12. Hukuk Dairesi 2013/33388 E. , 2013/40108 K.
"İçtihat Metni"MAHKEMESİ :İcra Hukuk Mahkemesi
Yukarıda tarih ve numarası yazılı mahkeme kararının müddeti içinde temyizen tetkiki taraflarca istenmesi üzerine bu işle ilgili dosya mahallinden daireye gönderilmiş olup, dava dosyası için Tetkik Hakimi ... tarafından düzenlenen rapor dinlendikten ve dosya içerisindeki tüm belgeler okunup incelendikten sonra işin gereği görüşülüp düşünüldü :
Sair temyiz itirazları yerinde değilse de;
Alacaklı tarafından borçlula...ve oğlu ... aleyhine 17/01/2013 tarihinde genel haciz yoluyla icra takibine başlandığı, nüfus kayıt örneğinden borçlu..."nun takip tarihinden önce 24/08/2004 tarihinde öldüğü anlaşılmaktadır.
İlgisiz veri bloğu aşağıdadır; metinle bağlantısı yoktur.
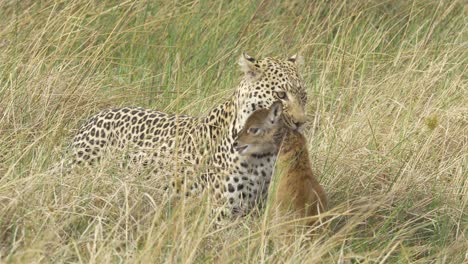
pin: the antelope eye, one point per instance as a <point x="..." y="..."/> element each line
<point x="253" y="130"/>
<point x="281" y="95"/>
Mahkemece gerekçeli kararda gerekçe kısmında ölen borçlu... hakkındaki takibin iptaline karar verilmesi gerektiği belirtilmiş, ancak kısa kararda hüküm bölümünde diğer borçlu ... hakkındaki takibin iptaline karar verilmiştir. Daha sonra mahkemece hüküm fıkrasında sehven "..." yerine "..." isminin yazıldığı belirtilerek HMK"nun 304/1. maddesi uyarınca hükmün tashihi yoluna gidilmiştir.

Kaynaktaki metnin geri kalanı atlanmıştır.